In other words, it’s not the best idea to simply toss a bunch of frozen items into an insulated container and hope for the best, especially if your products must take a cross-country, multi-day trip to meet the end user. Of course, if you’ve ever gotten something frozen in the mail, you know that dry ice, cooling packs, and specialized packaging are required.
And, if you’ve been unlucky enough to have gotten a thawed or melted product in the mail instead of perfectly frozen one, you know that there’s plenty of margin of error here. Let’s take a look at how you can leverage these frozen shipping containers to ensure that products arrive to consumers in their frozen state.
Getting the Most out of Insulated Shipping Containers
Ensuring that your goods arrive to the end consumer in the way they were meant to is key to customer satisfaction. All shipping containers should be carefully selected in order to help minimize product damage and maximize organization and shipping. The best way to do that is to pick containers tailored to your specific products. In this case, that means using insulated plastic containers for frozen foods.
- Ship in Insulated Containers—Step No.1 for any good frozen shipping strategy is to invest in reusable insulated storage crates right alongside your food-grade containers. What are insulated containers, you ask? These products are similar to insulated Styrofoam or cardboard containers but are usually made of double-walled, insulated polyurethane that keeps cold air in to help maintain product integrity. Therefore, they provide an extra layer of insulation in the warehouse fulfillment center or truck so that refrigerated and frozen goods stay that way. Plus, they’re more cost-effective in the long-run than Styrofoam or cardboard.
- Add Extra Cooling Power—While insulated shipping crates will certainly help keep cold air from escaping, they don’t provide the cold air. For that, you need to send items with dry ice or gel freezer packs. These cooling components shouldn’t be used interchangeably though. Generally, dry ice is the gold standard, but it can’t be shipped via air travel. If air cargo is a part of your logistics strategy, then you need to accommodate for that with alternative cooling products.

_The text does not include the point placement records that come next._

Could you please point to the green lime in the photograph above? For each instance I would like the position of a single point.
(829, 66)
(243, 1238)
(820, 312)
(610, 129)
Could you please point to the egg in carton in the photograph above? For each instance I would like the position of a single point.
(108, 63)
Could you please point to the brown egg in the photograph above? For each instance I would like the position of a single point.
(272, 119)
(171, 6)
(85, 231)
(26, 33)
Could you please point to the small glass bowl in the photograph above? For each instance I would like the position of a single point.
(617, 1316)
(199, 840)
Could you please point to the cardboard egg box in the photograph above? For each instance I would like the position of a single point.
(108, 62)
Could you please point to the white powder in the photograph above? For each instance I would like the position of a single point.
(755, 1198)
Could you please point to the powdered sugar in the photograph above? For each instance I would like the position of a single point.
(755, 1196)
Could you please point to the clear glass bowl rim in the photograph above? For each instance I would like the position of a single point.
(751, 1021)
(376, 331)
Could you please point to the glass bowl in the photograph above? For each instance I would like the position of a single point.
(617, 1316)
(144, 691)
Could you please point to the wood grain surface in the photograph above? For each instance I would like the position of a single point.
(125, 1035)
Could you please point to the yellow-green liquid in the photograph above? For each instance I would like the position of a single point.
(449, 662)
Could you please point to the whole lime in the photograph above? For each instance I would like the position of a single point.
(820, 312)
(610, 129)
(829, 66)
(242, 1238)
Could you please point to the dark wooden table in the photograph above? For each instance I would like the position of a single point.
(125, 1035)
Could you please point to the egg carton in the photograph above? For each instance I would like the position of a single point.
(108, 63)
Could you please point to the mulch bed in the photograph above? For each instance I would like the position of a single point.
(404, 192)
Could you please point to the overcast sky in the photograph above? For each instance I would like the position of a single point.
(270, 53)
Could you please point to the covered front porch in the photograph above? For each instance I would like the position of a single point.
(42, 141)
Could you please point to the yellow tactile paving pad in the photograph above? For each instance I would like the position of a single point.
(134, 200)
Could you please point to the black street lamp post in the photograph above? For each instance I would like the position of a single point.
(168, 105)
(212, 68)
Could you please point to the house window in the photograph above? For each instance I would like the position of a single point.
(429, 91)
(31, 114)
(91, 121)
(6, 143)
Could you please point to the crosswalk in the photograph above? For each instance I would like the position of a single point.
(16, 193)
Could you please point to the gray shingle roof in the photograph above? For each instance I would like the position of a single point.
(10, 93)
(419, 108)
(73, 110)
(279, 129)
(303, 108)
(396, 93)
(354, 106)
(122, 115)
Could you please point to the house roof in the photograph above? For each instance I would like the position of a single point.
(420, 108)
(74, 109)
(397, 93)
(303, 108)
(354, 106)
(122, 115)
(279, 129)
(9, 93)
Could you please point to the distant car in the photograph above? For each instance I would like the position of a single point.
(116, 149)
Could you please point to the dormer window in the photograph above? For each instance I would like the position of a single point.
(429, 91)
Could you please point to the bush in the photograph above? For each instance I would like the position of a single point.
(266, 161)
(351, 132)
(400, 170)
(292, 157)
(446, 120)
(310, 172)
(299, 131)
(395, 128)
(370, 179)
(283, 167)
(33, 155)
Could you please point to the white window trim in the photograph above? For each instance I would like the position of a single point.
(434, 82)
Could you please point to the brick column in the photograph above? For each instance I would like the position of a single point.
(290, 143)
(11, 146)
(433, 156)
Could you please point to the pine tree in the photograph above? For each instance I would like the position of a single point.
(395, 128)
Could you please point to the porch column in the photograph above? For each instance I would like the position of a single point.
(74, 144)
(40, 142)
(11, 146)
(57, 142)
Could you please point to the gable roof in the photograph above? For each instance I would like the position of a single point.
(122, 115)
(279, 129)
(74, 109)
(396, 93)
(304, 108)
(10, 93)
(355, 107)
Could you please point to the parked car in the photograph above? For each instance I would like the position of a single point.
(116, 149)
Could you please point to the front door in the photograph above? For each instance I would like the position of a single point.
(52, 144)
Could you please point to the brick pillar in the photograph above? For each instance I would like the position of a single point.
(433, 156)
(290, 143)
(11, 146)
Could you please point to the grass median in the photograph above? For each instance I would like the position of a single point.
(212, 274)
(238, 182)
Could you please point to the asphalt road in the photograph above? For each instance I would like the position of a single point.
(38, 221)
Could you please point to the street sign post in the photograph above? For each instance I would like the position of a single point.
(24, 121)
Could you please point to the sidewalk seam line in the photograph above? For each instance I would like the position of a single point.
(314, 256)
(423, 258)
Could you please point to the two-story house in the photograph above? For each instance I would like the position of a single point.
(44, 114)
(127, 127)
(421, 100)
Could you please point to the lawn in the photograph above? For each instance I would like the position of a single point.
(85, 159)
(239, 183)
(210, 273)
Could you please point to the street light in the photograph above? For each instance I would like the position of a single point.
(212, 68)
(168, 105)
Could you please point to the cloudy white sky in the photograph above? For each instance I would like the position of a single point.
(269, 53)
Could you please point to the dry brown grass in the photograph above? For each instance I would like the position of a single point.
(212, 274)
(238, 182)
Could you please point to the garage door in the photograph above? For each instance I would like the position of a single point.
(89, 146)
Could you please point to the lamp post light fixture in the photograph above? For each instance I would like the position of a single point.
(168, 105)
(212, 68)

- Consider Refrigerated Transport—Another aspect to consider when shipping any kind of perishable item is the ambient temperature of the vessel that will be taking it to its final destination. Investing in refrigerated less-than-truckload (LTL) shipping services will help ensure that nothing is compromised along the way. According to the Global Cold Chain Alliance, LTL is a good choice because smaller batches means more control over temperature. Your goods could be shipped with items that must remain at a similar temperature, ensuring that everything gets where it’s supposed to go in its best shape.
- Ship Fast—As obvious as it may seem, most frozen foods should be shipped with expedience in mind. The longer your goods are away from a proper freezer, the more likely they are to melt along the way. Do your best to choose fast shipping solutions when you’re dealing with frozen goods, and understand that though it may be costlier upfront (especially if you decide not to pass those costs on to the consumer), it will save you money on returns and refunds in the long-term.

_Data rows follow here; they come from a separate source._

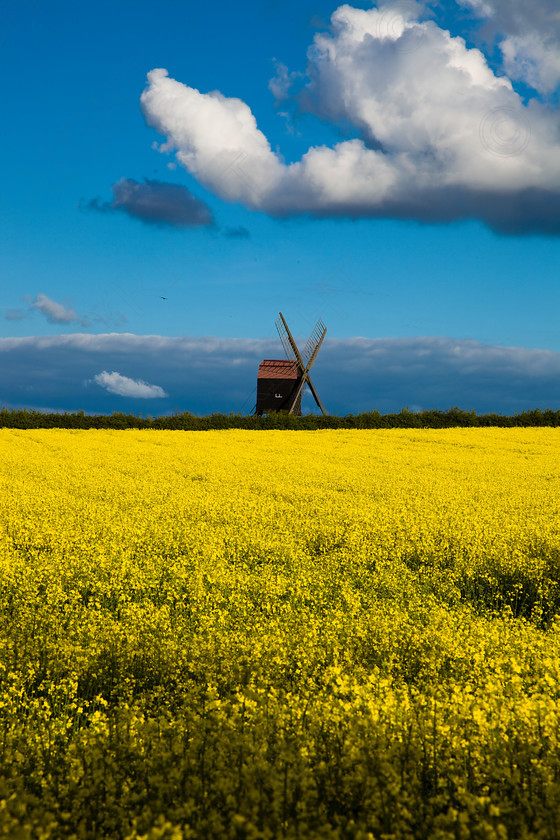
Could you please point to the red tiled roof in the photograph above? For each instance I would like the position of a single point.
(277, 369)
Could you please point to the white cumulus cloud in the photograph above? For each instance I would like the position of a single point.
(116, 383)
(57, 313)
(441, 136)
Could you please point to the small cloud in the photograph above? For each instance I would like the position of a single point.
(155, 203)
(115, 383)
(239, 232)
(16, 314)
(57, 313)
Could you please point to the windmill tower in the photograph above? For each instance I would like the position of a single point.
(281, 382)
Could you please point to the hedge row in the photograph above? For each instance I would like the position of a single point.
(405, 419)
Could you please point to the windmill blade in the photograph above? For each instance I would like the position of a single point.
(297, 393)
(315, 395)
(288, 342)
(314, 342)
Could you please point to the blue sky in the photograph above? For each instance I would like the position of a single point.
(392, 168)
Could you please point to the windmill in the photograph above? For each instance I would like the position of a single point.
(281, 382)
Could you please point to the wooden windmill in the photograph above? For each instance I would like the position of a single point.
(281, 382)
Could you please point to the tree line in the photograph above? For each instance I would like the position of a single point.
(404, 419)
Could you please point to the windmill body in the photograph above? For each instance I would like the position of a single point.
(281, 382)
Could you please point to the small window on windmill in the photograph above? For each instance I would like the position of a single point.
(281, 382)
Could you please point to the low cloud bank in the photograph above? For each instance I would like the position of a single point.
(209, 374)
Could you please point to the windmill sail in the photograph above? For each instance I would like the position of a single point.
(280, 384)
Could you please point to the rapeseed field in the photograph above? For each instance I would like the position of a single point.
(313, 635)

The bottom line is that the minute your goods leave your facility’s freezer or refrigerator, they’re susceptible to damage. More damage, in fact, than any other kind of goods. However, as long as you implement a good line of defense against thawing and melting, you can safely ship frozen goods without much risk using a combination of insulated containers, dry ice or frozen gel packs and smart shipping strategies.